The form requires them to list names of immediate family members, names of businesses that employ the lawmakers and their families, and stocks the lawmakers own, among other requirements. The forms are filed with the Virginia Conflict of Interest and Ethics Advisory Council and put in an online database for anyone to view.
The deadline for lawmakers to file their new annual form was Feb 1. But there’s a glitch: The public cannot get the forms until a few days after the lawmakers are scheduled to leave Richmond, March 10, the last day of the General Assembly session.
In previous years, the forms were released during the General Assembly sessions, which commence in January. But lawmakers pushed back a Dec. 15 filing deadline to Jan. 15 and then to the current Feb. 1.
The law says the state ethics council shall make the forms publicly available no later than six weeks after filing — and the executive director plans to wait until March 15, the end of the window, to release them.
So why did the General Assembly decide in 2017 to move the deadline back two weeks?
Del. Todd Gilbert, R-Shenandoah, the House majority leader, is the point person on ethics for the House GOP. He said the intention was not to delay public release of the reports. Instead, the deadline was extended so lawmakers could have time to digest separate reports filed by lobbyists for anything that should also be reported on the forms filed by lawmakers.
Gilbert said he did not think the ethics council staff should wait six weeks to release the reports.
“I would personally encourage our ethics council staff to expeditiously review these filings to be released to the public as quickly as possible,” he said.

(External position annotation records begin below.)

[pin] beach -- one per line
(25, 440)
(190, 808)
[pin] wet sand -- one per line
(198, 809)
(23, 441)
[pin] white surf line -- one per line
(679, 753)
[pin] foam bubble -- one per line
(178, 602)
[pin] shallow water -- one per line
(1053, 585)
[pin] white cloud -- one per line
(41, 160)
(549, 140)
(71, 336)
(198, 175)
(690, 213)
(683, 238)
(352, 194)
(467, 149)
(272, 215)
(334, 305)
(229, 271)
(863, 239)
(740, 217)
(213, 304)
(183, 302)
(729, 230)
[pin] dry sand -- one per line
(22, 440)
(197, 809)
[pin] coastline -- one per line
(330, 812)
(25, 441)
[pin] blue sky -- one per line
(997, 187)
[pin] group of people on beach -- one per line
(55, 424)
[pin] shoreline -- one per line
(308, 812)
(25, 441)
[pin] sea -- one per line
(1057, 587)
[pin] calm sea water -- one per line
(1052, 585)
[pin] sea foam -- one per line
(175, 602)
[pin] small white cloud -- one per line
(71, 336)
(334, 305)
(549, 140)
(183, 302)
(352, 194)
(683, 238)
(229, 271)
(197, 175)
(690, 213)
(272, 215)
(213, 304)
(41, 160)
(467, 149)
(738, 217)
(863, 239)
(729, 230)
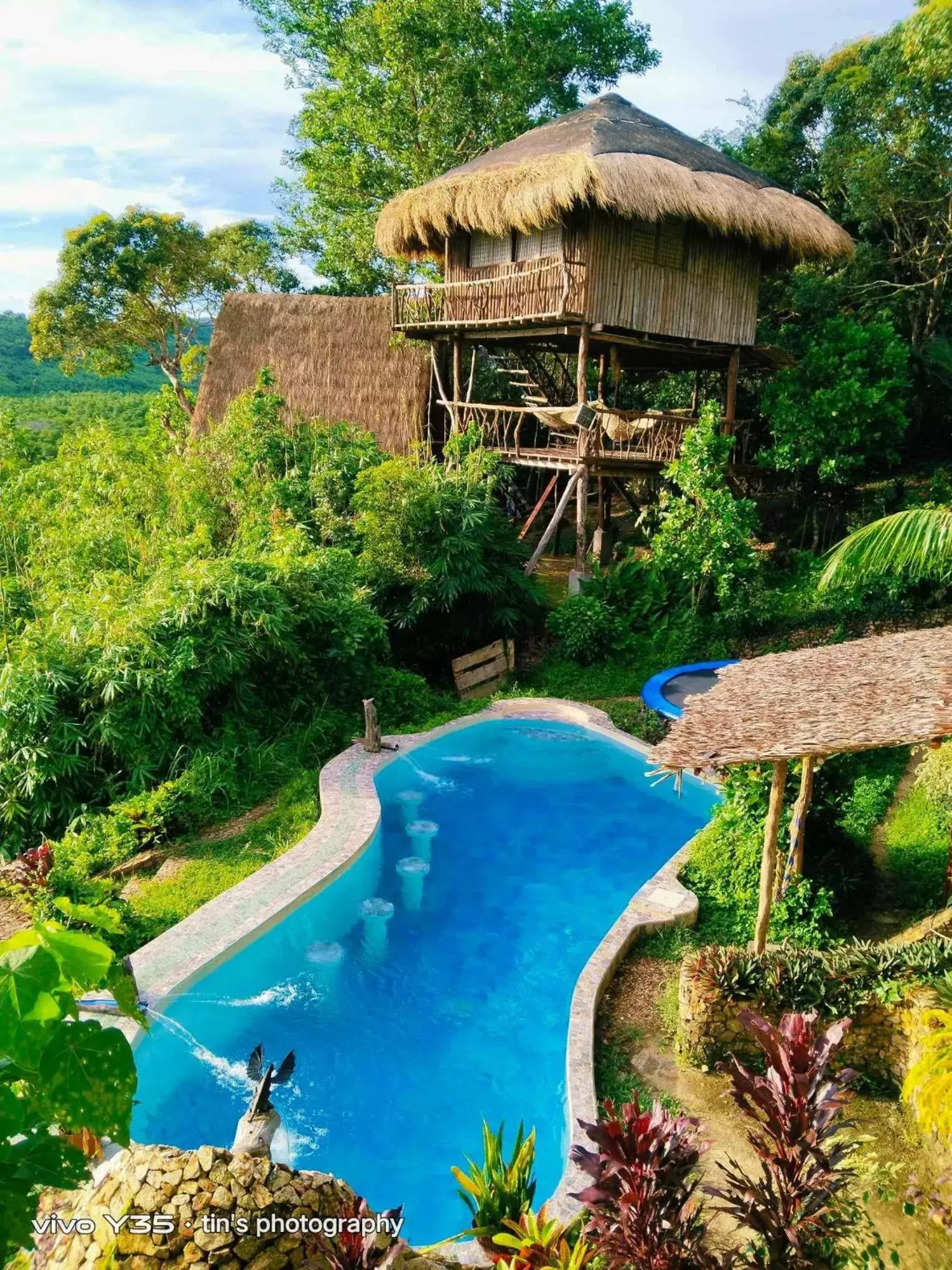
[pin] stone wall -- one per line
(881, 1042)
(195, 1188)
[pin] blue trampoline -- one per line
(668, 690)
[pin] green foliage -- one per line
(866, 134)
(21, 376)
(852, 793)
(839, 410)
(215, 860)
(837, 982)
(587, 629)
(57, 1076)
(401, 90)
(915, 543)
(436, 545)
(145, 282)
(706, 537)
(340, 454)
(161, 602)
(499, 1189)
(915, 841)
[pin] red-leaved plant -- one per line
(351, 1250)
(643, 1205)
(798, 1108)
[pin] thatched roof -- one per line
(887, 690)
(334, 359)
(615, 156)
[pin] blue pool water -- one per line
(545, 831)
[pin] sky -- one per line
(178, 106)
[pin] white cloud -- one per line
(712, 54)
(22, 272)
(178, 106)
(114, 102)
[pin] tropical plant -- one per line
(706, 537)
(587, 629)
(915, 543)
(58, 1076)
(498, 1190)
(436, 544)
(398, 93)
(928, 1083)
(841, 409)
(833, 982)
(643, 1199)
(146, 282)
(541, 1243)
(796, 1110)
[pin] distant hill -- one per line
(22, 376)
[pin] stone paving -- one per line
(350, 819)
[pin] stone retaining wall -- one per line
(191, 1187)
(881, 1043)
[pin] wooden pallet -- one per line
(482, 674)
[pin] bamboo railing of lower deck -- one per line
(548, 288)
(645, 437)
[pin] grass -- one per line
(216, 864)
(615, 1076)
(915, 851)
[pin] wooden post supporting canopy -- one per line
(768, 860)
(798, 824)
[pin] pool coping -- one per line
(350, 818)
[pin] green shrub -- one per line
(837, 982)
(587, 629)
(917, 851)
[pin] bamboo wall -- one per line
(707, 290)
(712, 296)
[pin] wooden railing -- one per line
(648, 437)
(541, 289)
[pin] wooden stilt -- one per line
(768, 860)
(582, 369)
(582, 504)
(371, 736)
(730, 405)
(623, 491)
(538, 507)
(556, 517)
(457, 376)
(798, 823)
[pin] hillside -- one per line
(22, 376)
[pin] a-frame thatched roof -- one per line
(886, 690)
(615, 156)
(334, 359)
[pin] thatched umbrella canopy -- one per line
(334, 359)
(614, 156)
(886, 690)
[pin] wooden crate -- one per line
(482, 674)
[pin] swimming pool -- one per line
(405, 1043)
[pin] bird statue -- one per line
(259, 1124)
(264, 1078)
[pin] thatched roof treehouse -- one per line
(605, 234)
(334, 359)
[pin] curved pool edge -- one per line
(350, 818)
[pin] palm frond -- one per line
(915, 544)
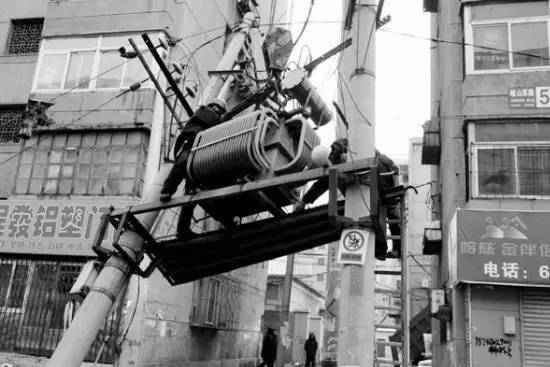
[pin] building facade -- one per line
(488, 141)
(109, 137)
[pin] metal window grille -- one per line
(511, 170)
(11, 120)
(25, 36)
(217, 302)
(35, 309)
(92, 163)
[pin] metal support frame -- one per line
(156, 83)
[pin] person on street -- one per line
(269, 348)
(310, 347)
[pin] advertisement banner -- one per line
(53, 227)
(496, 246)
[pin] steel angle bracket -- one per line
(128, 221)
(334, 178)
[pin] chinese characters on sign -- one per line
(529, 97)
(503, 246)
(353, 247)
(51, 226)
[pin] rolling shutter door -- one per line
(535, 323)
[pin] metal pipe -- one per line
(228, 59)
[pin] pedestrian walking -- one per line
(269, 349)
(311, 350)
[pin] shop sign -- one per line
(529, 97)
(503, 247)
(54, 227)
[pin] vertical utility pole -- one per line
(284, 315)
(357, 82)
(116, 272)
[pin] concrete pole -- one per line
(357, 79)
(93, 312)
(230, 56)
(283, 354)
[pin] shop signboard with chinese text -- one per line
(495, 246)
(529, 97)
(54, 227)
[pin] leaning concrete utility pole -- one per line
(115, 274)
(356, 311)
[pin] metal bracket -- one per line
(127, 221)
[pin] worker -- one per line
(388, 178)
(204, 117)
(310, 347)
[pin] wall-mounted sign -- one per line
(529, 97)
(57, 227)
(353, 247)
(502, 246)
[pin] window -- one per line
(11, 120)
(272, 291)
(516, 164)
(88, 63)
(216, 302)
(14, 282)
(507, 37)
(25, 36)
(92, 163)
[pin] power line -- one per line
(463, 43)
(305, 23)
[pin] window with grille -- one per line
(510, 160)
(216, 302)
(11, 119)
(25, 36)
(91, 163)
(272, 291)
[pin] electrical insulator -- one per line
(297, 85)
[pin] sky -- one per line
(402, 68)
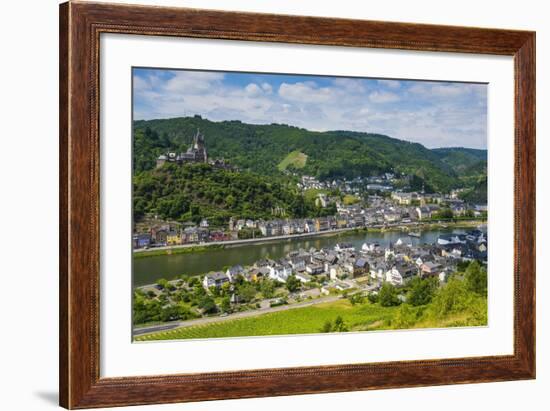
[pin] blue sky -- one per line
(435, 114)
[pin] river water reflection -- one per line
(149, 269)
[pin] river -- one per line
(147, 270)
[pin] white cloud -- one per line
(393, 84)
(383, 97)
(266, 87)
(253, 90)
(306, 92)
(434, 114)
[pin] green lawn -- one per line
(305, 320)
(295, 158)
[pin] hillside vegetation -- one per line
(294, 160)
(194, 191)
(460, 302)
(270, 149)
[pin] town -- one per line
(362, 202)
(315, 276)
(399, 209)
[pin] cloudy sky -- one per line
(435, 114)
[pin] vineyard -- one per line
(305, 320)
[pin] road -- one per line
(244, 314)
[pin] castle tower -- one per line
(199, 147)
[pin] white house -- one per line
(214, 279)
(280, 272)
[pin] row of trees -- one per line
(196, 191)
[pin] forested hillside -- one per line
(335, 154)
(194, 191)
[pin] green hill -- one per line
(195, 191)
(295, 159)
(464, 161)
(270, 149)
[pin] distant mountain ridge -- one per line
(332, 154)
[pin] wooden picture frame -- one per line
(80, 27)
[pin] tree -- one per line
(388, 296)
(327, 327)
(444, 213)
(356, 299)
(422, 290)
(215, 291)
(373, 298)
(207, 305)
(226, 287)
(246, 292)
(162, 283)
(292, 283)
(267, 288)
(225, 305)
(339, 325)
(476, 278)
(454, 297)
(405, 317)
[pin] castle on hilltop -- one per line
(196, 153)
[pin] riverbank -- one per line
(194, 248)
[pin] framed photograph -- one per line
(260, 205)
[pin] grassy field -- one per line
(296, 158)
(305, 320)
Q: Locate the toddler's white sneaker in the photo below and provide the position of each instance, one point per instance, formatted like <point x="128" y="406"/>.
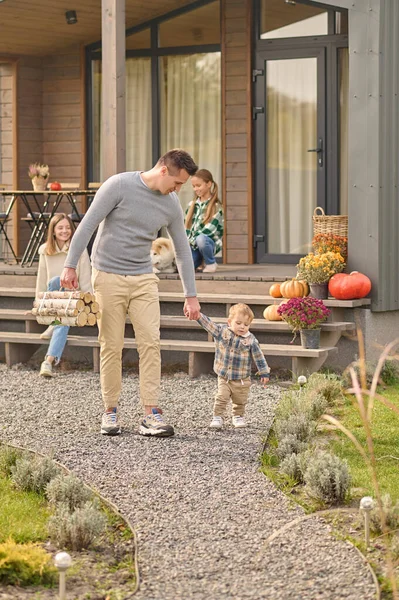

When asked earlier this month for access to the new lawmaker forms, Stewart Petoe, the executive director of the ethics council, replied that the forms will be released on March 15, “six weeks after the ending of the filing period, as stated in Virginia Code section 30-110.”
But that law only says the forms must be released within six weeks. It does not require release to happen at the end.
The law also requires the ethics council to review the reports and make redactions. And if a lawmaker has left anything out, the council will notify the lawmaker so the report can be amended before public release.
“It is to enable us to carry out these functions that Virginia Code section 30-110 allows the council up to six weeks after the end of the filing period to publicly release Statements and Disclosures,” Petoe said by email. “That is the schedule that we follow, and we release all the Statements and Disclosures at the same time to the general public.”
He said the Virginia Freedom of Information Act did not apply to the conflict forms.
And he said the council was not simply withholding lawmakers’ forms to be difficult.
“After the filing period ends, we are busy with reviewing the lists of filers, agency by agency, and board by board, to determine who has not filed, who has filed late, who should not have been required to file, who may be entitled to a deadline extension, etc.,” he said by email.
“We are required to provide a list of all late filers to the Attorney General’s Office for collection proceedings, and needless to say, we must make our list as accurate as possible. Roughly 10,000 individuals file with the council from throughout the state.”
Sen. Amanda Chase, R-Chesterfield, a co-founder of the legislature’s Transparency Caucus, said a fix is needed.
“To me, it makes more sense to have these reports released before we go into session,” she said.